The disgraced CEO had stolen hundreds of thousands of dollars from the organization, spending some of the money on a young woman 42 years younger than him, starting when she was 17. Those costs included flights on the Concorde, vacations around the world and “even a fax machine to send love notes.”
He was indicted and jailed, along with two other executives. Gallagher was working at a local United Way at the time.
The lawyer brought in to clean up the mess, Charles Kolb, told HuffPost earlier this week that he’d worked hard in the wake of that scandal to usher in a new culture of transparency at the nonprofit.
“I read all of this and thought, ‘There they go again. Don’t they get it?’” Kolb said of the recent reports in HuffPost.
He worked at the side of then-CEO Elaine Chao, who later became the secretary of transportation in the Trump administration. Chao had also been brought in, from a top position at the Peace Corps, to clean up the organization. “To show that a new era of responsibility and integrity had begun, she cut her own salary by half, and declined all perks and special benefits,” according to the nonprofit’s website.
In addition to the retaliation charges, Gallagher was also facing difficulties with the business of the nonprofit. In January, the organization announced layoffs and pay cuts at headquarters. United Way Worldwide blamed the cutbacks on COVID-19.
But the larger issue was actually more existential, involving how the nonprofit is structured: United Way has long relied on donations from employees at large companies to fundraise. The locals and the Worldwide office direct that money toward their choice of charity. The internet disrupted all that.
These days, you can give to your choice of charity with a click ― no middle man necessary. Gallagher was struggling to adapt. A deal with cloud computing giant Salesforce was largely seen as a costly failure.
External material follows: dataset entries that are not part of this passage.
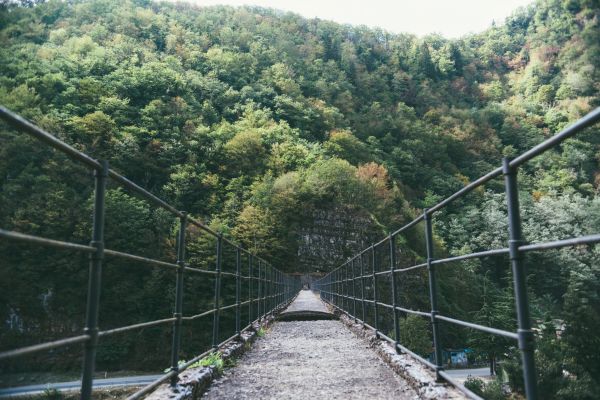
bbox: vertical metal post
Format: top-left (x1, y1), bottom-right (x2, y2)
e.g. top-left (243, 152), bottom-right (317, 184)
top-left (390, 235), bottom-right (400, 351)
top-left (248, 254), bottom-right (254, 325)
top-left (358, 253), bottom-right (367, 328)
top-left (256, 258), bottom-right (262, 322)
top-left (171, 212), bottom-right (187, 386)
top-left (213, 234), bottom-right (223, 350)
top-left (266, 264), bottom-right (273, 314)
top-left (423, 210), bottom-right (444, 381)
top-left (335, 267), bottom-right (341, 307)
top-left (235, 247), bottom-right (242, 338)
top-left (81, 161), bottom-right (108, 400)
top-left (371, 245), bottom-right (379, 339)
top-left (341, 264), bottom-right (349, 313)
top-left (350, 257), bottom-right (358, 322)
top-left (502, 158), bottom-right (538, 400)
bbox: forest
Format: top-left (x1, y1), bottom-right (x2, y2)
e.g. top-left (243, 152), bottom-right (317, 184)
top-left (0, 0), bottom-right (600, 399)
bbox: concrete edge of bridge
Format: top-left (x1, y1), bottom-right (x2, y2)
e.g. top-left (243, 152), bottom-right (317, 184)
top-left (144, 295), bottom-right (297, 400)
top-left (328, 312), bottom-right (468, 400)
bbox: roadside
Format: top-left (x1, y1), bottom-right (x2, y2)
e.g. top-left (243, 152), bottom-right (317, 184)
top-left (0, 375), bottom-right (160, 398)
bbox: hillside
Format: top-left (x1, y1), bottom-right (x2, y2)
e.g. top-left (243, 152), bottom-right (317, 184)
top-left (0, 0), bottom-right (600, 399)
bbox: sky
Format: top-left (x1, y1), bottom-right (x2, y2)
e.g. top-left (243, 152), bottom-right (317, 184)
top-left (177, 0), bottom-right (534, 38)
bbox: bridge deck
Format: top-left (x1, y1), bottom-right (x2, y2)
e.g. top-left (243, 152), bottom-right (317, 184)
top-left (204, 290), bottom-right (418, 400)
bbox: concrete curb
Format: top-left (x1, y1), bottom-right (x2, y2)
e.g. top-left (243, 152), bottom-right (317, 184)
top-left (145, 297), bottom-right (295, 400)
top-left (334, 310), bottom-right (468, 400)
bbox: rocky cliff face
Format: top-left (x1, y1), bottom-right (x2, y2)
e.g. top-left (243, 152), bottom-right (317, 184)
top-left (297, 207), bottom-right (383, 273)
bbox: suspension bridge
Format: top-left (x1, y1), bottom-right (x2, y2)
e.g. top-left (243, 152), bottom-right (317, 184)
top-left (0, 107), bottom-right (600, 400)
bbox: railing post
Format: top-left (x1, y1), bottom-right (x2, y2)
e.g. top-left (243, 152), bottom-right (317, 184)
top-left (256, 258), bottom-right (262, 323)
top-left (371, 245), bottom-right (379, 339)
top-left (423, 210), bottom-right (444, 381)
top-left (390, 235), bottom-right (400, 351)
top-left (358, 253), bottom-right (367, 328)
top-left (248, 254), bottom-right (254, 325)
top-left (171, 212), bottom-right (187, 386)
top-left (350, 257), bottom-right (358, 322)
top-left (213, 233), bottom-right (223, 350)
top-left (81, 161), bottom-right (108, 400)
top-left (235, 247), bottom-right (242, 338)
top-left (502, 158), bottom-right (538, 400)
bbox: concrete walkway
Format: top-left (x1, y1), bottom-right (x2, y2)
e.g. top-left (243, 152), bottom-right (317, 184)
top-left (203, 290), bottom-right (418, 400)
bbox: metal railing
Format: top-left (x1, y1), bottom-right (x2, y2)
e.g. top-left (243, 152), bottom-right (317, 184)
top-left (0, 106), bottom-right (300, 400)
top-left (314, 108), bottom-right (600, 400)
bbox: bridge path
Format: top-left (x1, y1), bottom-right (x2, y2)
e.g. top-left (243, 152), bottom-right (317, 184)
top-left (203, 290), bottom-right (418, 400)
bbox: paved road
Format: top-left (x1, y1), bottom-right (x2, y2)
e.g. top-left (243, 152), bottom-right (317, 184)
top-left (0, 375), bottom-right (161, 398)
top-left (203, 290), bottom-right (418, 400)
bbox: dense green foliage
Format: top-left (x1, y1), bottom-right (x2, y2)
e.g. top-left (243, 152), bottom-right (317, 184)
top-left (0, 0), bottom-right (600, 399)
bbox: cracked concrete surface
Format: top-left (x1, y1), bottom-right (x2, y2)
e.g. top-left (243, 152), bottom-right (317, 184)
top-left (203, 291), bottom-right (419, 399)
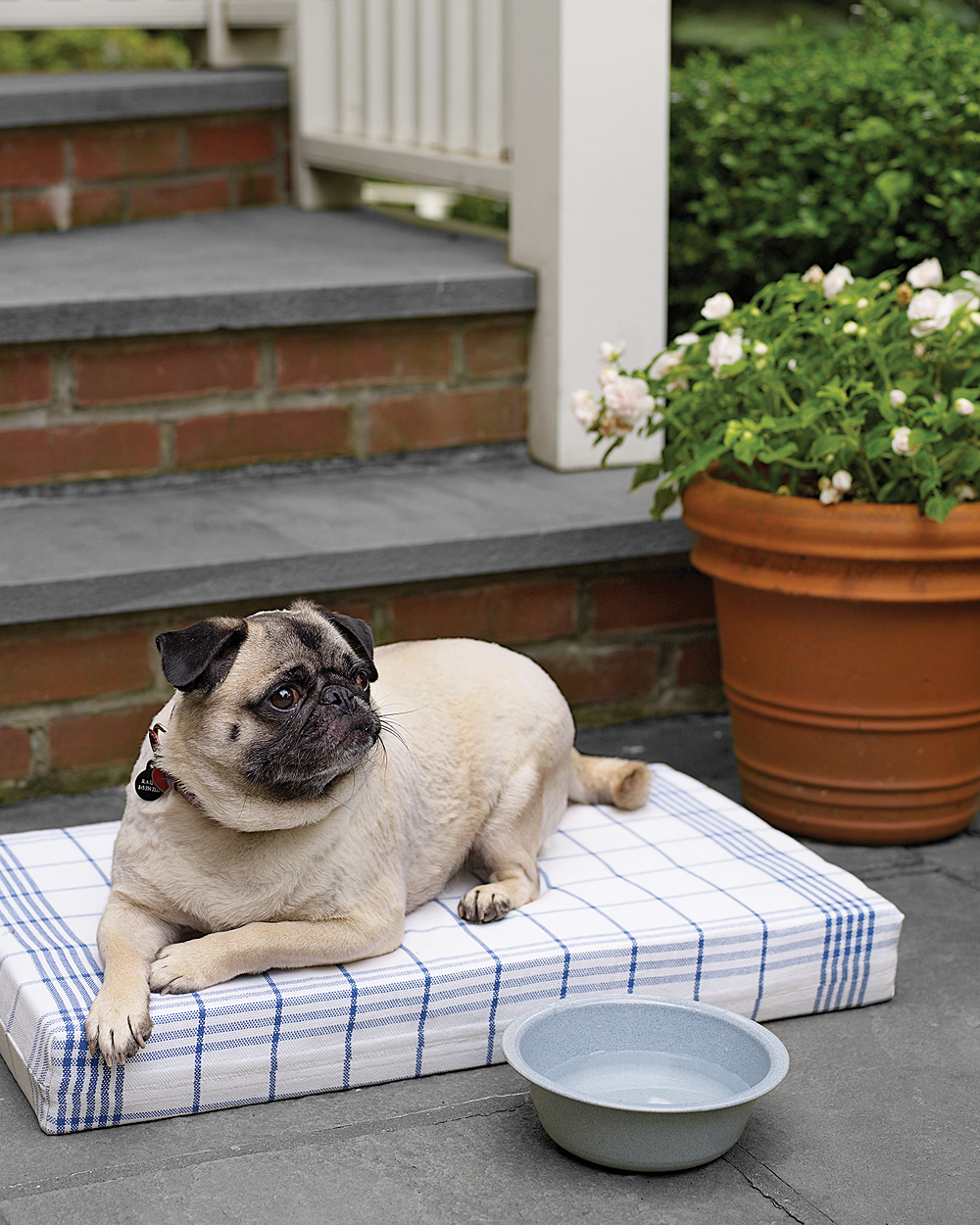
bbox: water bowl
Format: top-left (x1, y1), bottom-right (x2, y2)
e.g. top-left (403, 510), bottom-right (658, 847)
top-left (504, 995), bottom-right (789, 1170)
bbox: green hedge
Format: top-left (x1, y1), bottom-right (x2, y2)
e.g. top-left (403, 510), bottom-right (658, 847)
top-left (669, 8), bottom-right (980, 331)
top-left (0, 29), bottom-right (191, 73)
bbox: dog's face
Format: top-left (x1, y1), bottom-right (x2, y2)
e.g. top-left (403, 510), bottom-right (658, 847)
top-left (157, 602), bottom-right (381, 805)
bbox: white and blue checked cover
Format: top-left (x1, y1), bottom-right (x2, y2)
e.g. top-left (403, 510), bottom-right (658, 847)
top-left (0, 765), bottom-right (902, 1135)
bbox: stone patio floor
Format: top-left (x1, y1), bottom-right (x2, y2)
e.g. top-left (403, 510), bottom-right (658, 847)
top-left (0, 715), bottom-right (980, 1225)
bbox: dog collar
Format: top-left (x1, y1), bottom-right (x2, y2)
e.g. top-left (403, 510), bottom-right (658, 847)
top-left (132, 723), bottom-right (204, 809)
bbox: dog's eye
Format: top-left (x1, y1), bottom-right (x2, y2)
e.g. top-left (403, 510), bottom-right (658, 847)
top-left (268, 685), bottom-right (299, 710)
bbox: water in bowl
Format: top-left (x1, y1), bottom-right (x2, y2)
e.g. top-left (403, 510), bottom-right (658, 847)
top-left (548, 1052), bottom-right (751, 1106)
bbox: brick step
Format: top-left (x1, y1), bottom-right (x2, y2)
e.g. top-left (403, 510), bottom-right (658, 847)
top-left (0, 206), bottom-right (535, 486)
top-left (0, 444), bottom-right (723, 799)
top-left (0, 69), bottom-right (289, 234)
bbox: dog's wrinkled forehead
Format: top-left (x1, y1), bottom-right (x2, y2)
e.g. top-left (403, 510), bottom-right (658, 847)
top-left (246, 611), bottom-right (356, 666)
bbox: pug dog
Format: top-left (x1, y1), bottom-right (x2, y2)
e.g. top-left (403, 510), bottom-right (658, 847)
top-left (86, 602), bottom-right (651, 1064)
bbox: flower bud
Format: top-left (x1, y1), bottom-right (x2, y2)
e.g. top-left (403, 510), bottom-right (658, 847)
top-left (823, 264), bottom-right (854, 298)
top-left (892, 425), bottom-right (919, 456)
top-left (701, 294), bottom-right (735, 318)
top-left (572, 387), bottom-right (602, 430)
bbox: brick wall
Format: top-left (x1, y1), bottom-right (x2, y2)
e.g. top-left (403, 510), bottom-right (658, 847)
top-left (0, 111), bottom-right (289, 234)
top-left (0, 555), bottom-right (723, 800)
top-left (0, 314), bottom-right (530, 486)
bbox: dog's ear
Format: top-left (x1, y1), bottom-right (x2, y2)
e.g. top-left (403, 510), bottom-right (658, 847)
top-left (157, 616), bottom-right (249, 694)
top-left (323, 609), bottom-right (377, 681)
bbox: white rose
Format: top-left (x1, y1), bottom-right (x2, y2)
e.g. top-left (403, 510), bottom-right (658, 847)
top-left (906, 259), bottom-right (942, 289)
top-left (701, 294), bottom-right (735, 318)
top-left (599, 341), bottom-right (626, 362)
top-left (892, 425), bottom-right (919, 456)
top-left (909, 289), bottom-right (980, 337)
top-left (572, 387), bottom-right (602, 430)
top-left (709, 328), bottom-right (743, 378)
top-left (606, 375), bottom-right (653, 434)
top-left (823, 264), bottom-right (854, 298)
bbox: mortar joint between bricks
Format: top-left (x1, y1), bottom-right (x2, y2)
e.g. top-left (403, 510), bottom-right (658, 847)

The idea that an organization decides how to spend your money is also out of fashion, as these days most donors choose how their money gets spent.
It was a problem the organization knew was coming back in the 1990s, Kolb said.
As news of Gallagher’s resignation spread Tuesday, former employees told HuffPost they were in shock. The CEO, who earned more than $1 million in 2019 ― far more than any of his predecessors — wielded considerable power and fear over the network.
“I thought he was untouchable,” said one former employee, still wary of speaking out against the influential nonprofit.
Ana Avendaño, United Way’s former vice president for labor participation, was speechless when first hearing the news Tuesday afternoon.
In a complaint she filed against the nonprofit last year, Avendaño alleged she was fired after Richard Trumka, the president of the AFL-CIO, complained to Gallagher about her work on sexual harassment within the labor movement. (More on that here.)
Last summer, she settled those claims with the nonprofit and signed a nondisclosure agreement, which prevents her from talking about the issue in detail.
She recently asked the United Way Worldwide board to release her from that NDA, but has so far been rebuffed.
“When women have a chance to share their stories, powerful men are held accountable,” Avendaño told HuffPost Tuesday. “And the systems that have kept so many of us silent, invisible, and subject to abuse start to crumble.”